Adıgüzel, bütçe üzerine söz aldı ve Fatsa'daki fay hattı üzerinde bulunan altın madeninin çevreye ve insana verdiği zarara dikkat çekerek şunları söyledi:

"MALİYET SEBEBİYLE SULAR ARITILMADAN ZEHİR ÇEVRE DERELERE SALINIYOR"

“Sayın Bakan, anayasal sağlık ve çevre hakkına rağmen, çok açık delillerin ve kesin tespitlerin dahi siyasetin ve bağımlı adaletin eliyle görmezden gelindiğini, devlet kurumları eliyle suç işlendiğini size iki örnekle aktaracağım.

Ordu Çaybaşı İlküvez'de bir vahşi katı atık depolama alanı var; Ordu Büyükşehir Belediyesine ait. ‘Burada sıfır atıkla enerji üreteceğiz’ dendi fakat enerji üretmeyi bıraktım, şu anda maliyet sebebiyle artık atık suyu da arıtılmadan zehir çevre derelere salınmaktadır. Buradaki ÇED izninde 1,5 metre çöp, 1 metre toprak şeklinde en fazla 11 metre dendiği hâlde şu anda kaç biliyor musunuz? Tam 35 metre. Yetmedi, yanlara dinamitle sürekli yeni yerler açılıyor. Peki ‘Burada su içilemez durumda ve çevre derelere zehirli su akıtılıyor’ diyen kim biliyor musunuz? Ben değilim, sizin Çevre, Şehircilik ve İklim Değişikliği İl Müdürlüğünüz. Şubat 2020’den itibaren, bir buçuk yıldır Ordu Büyükşehir Belediyesine ve ilgili firmaya defaatle yazı yazmasına ve ceza kesmesine rağmen hâlâ da orada bu zehir salınmaya devam ediyor.

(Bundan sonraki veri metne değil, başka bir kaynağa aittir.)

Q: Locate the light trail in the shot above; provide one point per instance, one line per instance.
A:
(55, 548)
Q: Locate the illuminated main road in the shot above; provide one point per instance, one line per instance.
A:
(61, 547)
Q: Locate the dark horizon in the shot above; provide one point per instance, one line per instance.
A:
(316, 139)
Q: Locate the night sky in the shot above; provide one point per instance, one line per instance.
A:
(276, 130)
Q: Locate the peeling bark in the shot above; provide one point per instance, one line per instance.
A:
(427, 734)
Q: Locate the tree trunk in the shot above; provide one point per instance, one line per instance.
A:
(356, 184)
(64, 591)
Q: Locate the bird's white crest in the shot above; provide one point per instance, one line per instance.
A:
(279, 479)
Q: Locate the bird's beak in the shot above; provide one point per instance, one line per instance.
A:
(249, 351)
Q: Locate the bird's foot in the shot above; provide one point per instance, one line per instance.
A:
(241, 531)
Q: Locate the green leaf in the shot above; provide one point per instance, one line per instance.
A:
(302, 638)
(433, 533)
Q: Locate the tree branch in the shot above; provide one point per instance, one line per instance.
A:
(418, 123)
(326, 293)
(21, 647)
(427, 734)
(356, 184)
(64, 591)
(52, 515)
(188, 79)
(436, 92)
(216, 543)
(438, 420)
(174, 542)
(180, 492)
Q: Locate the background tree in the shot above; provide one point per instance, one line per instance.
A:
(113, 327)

Yargı ise tüm alanı kapatmak yerine; aşağıdaki Ünye, Çaybaşı ve İkizce zehirleniyor, oraları kurtarmak yerine; Büyükşehir ve ilgili firmayı yargılamak yerine orada buna itiraz eden halkı yargılıyor. 80 yaşında teyzeler aylardır on beş günde bir mahkemeye gidip geliyor.

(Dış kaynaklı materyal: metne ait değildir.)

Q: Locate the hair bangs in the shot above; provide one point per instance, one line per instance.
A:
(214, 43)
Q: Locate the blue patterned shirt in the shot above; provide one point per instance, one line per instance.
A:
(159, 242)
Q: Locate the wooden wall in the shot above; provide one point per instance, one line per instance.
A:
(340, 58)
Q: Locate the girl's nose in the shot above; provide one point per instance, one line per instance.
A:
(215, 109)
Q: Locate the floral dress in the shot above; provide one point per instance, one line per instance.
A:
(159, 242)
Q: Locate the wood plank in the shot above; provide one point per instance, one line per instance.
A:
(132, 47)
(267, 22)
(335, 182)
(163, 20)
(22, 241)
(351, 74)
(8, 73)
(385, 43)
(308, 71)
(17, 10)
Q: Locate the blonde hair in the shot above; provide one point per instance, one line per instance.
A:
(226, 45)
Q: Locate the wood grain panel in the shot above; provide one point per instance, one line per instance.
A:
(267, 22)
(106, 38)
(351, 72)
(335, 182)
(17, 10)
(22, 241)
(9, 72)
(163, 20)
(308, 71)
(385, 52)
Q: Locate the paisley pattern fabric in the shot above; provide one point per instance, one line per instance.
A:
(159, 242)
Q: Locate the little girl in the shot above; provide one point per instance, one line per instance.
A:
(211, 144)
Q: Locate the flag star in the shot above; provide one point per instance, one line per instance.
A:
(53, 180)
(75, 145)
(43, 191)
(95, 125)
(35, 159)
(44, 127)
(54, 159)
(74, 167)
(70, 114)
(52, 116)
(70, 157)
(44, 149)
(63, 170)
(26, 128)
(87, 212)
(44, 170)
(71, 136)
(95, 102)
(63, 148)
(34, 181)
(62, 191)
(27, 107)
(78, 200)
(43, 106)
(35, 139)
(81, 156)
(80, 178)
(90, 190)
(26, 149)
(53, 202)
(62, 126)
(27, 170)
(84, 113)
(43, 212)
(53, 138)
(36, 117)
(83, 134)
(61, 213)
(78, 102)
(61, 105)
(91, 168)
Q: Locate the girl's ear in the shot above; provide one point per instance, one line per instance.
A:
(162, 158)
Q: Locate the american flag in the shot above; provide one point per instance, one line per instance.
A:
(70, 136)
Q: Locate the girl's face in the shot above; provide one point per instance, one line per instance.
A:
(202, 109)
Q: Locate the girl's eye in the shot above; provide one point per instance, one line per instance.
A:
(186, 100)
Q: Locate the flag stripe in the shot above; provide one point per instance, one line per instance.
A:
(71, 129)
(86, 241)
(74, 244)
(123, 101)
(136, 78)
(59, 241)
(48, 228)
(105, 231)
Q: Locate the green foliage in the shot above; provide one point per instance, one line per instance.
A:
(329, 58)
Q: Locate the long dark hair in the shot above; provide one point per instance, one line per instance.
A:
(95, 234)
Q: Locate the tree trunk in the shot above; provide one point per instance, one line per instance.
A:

İLİŞKİLİ DERE YATAKLARINDA YAPILAN ANALİZİN SONUÇLARINI PAYLAŞTI

Fatsa ilçemizde siyanürle işletilen bir altın madeni var, buna biz ‘Yeşil Fatsa'nın bağrındaki sarı çıban’ diyoruz. 2018 itibarıyla firmanın ÇED izninden gelen 3 milyon 400 bin ton cevher işleme hakkı doldu. Bu hakkın dolduğunu firma yeni izin isterken belgede açıkça itiraf etti; ‘Benim iznim doldu, bana yeni izin verin’ dedi, şu ana kadar bir izin verilmedi. Ayrıca, MAPEG'in alanda yaptığı tespite göre, hakkından fazla, 900 bin ton da fazladan cevher işlediği tespit. Peki, bir işlem yaptınız mı Bakanlık olarak veya mahkeme yaptı mı? Hayır. Ceza bile verilmedi, şu anda orada hiçbir işlem yapılmadı, görmezden gelindi. İlişkili dere yataklarında ise uluslararası akredite bir laboratuvarda yapılan analiz sonuçlarını size okuyorum: Kurşun ve kadmiyum 100 kat, alüminyum ise tam 3 bin kat fazla çıktı. Burada zehir dolu bir atık havuzu var. Bir yağmur coğrafyasında, Karadeniz'de ve Kuzey Anadolu Fay Hattı’nın hemen 20 kilometre üzerinde bir deprem bölgesinde, Fatsa'daki 100 bin insanın tepesinde bu şekilde bir zehir potansiyeli olarak, bir depo olarak duruyor. Maalesef yüce Meclis’te koltuk sahibi bazı siyasiler de bu firmaya destek vermektedir. Ama bilinmelidir ki bu siyanür ve sülfürik asit çetelerinin, bu su ve toprak düşmanlarının arkasında kim varsa er ya da geç bunu ortaya çıkaracağız. İşte belge, işte bilgi, işte analiz sonuçları. Maalesef bilim çağında tüm realite ortadayken siyasetin ve güdümlü adaletin elinde insanlık suçu kamu kurumlarıyla işleniyor"

(ANKA)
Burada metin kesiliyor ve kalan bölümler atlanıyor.